Given the extremely rare invitation to exhibit on the Sydney Opera House in 2009, Eno utilised technological innovation to project his 77 Million paintings onto the building’s emblematic sails. His work is shown regularly from Tokyo to Cape Town, from Rio de Janeiro to New York and from London to Madrid. Eno’s artwork is dedicated almost exclusively to the possibilities provided by the medium of light and his installations of sound and vision have been redefining the world’s iconic architectural spaces since the late 1970s. He is known across the world as one of the principal innovators of generative painting and of ambient music, the genre he defined.
I’m trying to find in both of those forms, the space in between the traditional concept of music and the traditional concept of painting.”īrian Eno is an English musician, composer, record producer and visual artist.
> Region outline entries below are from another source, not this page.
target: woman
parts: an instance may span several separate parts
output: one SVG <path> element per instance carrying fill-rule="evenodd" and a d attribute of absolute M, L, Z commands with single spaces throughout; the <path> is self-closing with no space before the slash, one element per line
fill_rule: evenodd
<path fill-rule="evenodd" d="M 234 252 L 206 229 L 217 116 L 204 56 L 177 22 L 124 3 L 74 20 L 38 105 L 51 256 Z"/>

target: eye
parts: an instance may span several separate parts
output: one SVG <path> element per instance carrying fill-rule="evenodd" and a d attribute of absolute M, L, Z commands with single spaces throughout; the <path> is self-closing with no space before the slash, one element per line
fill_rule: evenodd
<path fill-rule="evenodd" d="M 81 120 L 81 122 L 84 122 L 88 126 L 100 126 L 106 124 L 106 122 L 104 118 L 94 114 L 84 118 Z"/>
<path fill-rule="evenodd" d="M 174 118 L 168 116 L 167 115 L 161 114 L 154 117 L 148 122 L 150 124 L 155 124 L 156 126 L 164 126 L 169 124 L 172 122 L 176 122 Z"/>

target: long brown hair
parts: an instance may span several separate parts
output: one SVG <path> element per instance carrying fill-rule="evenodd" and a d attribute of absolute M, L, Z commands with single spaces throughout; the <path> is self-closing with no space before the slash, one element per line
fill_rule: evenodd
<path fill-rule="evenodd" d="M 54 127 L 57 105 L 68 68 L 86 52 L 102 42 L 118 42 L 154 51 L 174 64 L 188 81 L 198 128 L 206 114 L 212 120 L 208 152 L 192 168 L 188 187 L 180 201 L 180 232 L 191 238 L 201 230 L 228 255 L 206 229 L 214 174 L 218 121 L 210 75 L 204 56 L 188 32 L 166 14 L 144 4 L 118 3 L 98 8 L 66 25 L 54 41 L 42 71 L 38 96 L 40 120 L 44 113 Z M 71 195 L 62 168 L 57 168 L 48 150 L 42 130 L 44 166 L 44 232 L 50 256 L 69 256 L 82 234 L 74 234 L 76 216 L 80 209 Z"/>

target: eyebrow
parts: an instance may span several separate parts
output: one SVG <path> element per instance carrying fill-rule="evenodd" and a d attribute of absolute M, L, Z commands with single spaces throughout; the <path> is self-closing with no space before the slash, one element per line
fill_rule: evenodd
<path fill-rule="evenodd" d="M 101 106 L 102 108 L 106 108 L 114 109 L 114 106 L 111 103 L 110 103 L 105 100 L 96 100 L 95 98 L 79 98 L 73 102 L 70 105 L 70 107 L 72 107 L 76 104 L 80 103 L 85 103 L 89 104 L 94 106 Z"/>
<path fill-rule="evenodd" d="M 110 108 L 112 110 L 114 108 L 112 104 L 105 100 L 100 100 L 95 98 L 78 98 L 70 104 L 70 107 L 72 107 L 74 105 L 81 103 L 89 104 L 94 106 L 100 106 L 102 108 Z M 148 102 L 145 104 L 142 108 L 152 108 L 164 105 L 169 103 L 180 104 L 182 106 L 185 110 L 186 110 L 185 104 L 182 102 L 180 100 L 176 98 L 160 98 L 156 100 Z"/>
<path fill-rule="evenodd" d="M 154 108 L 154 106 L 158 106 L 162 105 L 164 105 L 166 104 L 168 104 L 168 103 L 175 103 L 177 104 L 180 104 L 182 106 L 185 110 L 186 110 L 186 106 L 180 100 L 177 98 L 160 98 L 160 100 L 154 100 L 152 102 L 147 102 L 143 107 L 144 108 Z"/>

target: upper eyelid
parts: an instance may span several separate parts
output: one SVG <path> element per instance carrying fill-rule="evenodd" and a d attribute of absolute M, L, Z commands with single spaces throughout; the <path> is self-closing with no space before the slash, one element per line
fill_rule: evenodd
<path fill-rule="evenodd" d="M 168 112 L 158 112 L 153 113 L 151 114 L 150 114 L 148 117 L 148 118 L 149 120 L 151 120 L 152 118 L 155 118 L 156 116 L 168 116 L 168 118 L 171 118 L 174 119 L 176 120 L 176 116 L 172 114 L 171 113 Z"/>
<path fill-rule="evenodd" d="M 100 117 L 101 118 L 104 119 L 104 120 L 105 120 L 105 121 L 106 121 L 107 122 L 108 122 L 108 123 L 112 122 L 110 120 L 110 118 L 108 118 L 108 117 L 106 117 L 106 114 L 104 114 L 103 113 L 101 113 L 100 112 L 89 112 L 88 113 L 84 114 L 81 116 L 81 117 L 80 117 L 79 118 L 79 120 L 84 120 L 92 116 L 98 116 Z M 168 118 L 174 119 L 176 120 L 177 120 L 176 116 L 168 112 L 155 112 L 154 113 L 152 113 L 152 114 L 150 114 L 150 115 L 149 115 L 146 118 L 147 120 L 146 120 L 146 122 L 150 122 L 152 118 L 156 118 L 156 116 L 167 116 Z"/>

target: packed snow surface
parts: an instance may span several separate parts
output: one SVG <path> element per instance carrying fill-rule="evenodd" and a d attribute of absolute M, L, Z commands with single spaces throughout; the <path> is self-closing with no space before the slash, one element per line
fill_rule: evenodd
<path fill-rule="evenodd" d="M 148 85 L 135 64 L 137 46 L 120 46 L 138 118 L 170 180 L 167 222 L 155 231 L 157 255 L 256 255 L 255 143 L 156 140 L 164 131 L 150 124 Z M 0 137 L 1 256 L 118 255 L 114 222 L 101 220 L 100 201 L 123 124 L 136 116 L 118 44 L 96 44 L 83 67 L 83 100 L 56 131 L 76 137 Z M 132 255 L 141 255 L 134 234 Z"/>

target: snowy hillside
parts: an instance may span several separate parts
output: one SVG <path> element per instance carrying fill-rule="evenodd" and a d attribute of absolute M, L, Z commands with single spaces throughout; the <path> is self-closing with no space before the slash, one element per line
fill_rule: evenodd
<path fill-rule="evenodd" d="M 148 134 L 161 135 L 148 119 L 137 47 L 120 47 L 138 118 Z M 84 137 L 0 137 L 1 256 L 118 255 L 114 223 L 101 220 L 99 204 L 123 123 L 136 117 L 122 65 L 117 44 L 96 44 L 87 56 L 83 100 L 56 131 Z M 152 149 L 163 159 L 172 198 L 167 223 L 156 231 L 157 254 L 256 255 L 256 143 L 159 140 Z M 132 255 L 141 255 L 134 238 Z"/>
He has always approached things on his own terms, following the line of his own interests, rather than pursuing conventional success in popular-music-industry terms.“If you think of music as a moving, changing form, and painting as a still form, what I’m trying to do is make very still music and paintings that move. His conceptual art projects include his aphoristic set of cards, Oblique Strategies, regarded as something of a modern classic. Unlike a conventional producer, he brings not so much a sound or a style to a project as a sensibility, and he has worked with a surprising breadth of talent, from Robert Wyatt to Coldplay, Ultravox to Grace Jones. He has also collaborated with and produced albums for many other musicians, including David Bowie, David Byrne and U2. His ambient compositions have been widely used in films and installation. From early on he’d been keen on making music utilising a combination of nonmusical procedures and chance, culminating in his use of self-generated, or generative music. After an initial spell with Roxy Music he went out on his own and, over the course of several albums, more or less invented and defined ambient music – he also came up with the term. The link is perhaps his conceptual approach in all spheres.īorn in Suffolk, he studied painting and music in Ipswich and then attended Winchester School of Art. He is known as a musician, as an exceptionally creative and influential record producer and as a visual artist. It is typical, even given the phenomenal reach of Eno’s activities.
#BRIAN ENO 77 MILLION PAINTINGS SOFTWARE#
The software – developed by Jake Dowie – sources four of these images at a time, combining and overlapping them in a novel, transitory pattern.
#BRIAN ENO 77 MILLION PAINTINGS SERIES#
To begin with, there was a series of original images, 296 of them, mostly painted by Eno on to glass slides. 77 Million Paintings is a slight misnomer as none of the images in the sequence is a painting per se. It is an example of generative art: that is, Eno set up the framework and, no longer in control, he let it loose. Since its launch, 77 Million Paintings has had numerous screenings (including on to the walls of Sydney Opera House), no two of them identical thanks to the randomised variations produced by the software. 77 Million Paintings is a continuously changing sound and image digital artwork Brian Eno originally made for an exhibition in Tokyo in 2006 (an enhanced edition followed in 2008) in a two-disc combination: one containing the software that generates the succession of sound and images, the other a DVD of interviews with Eno.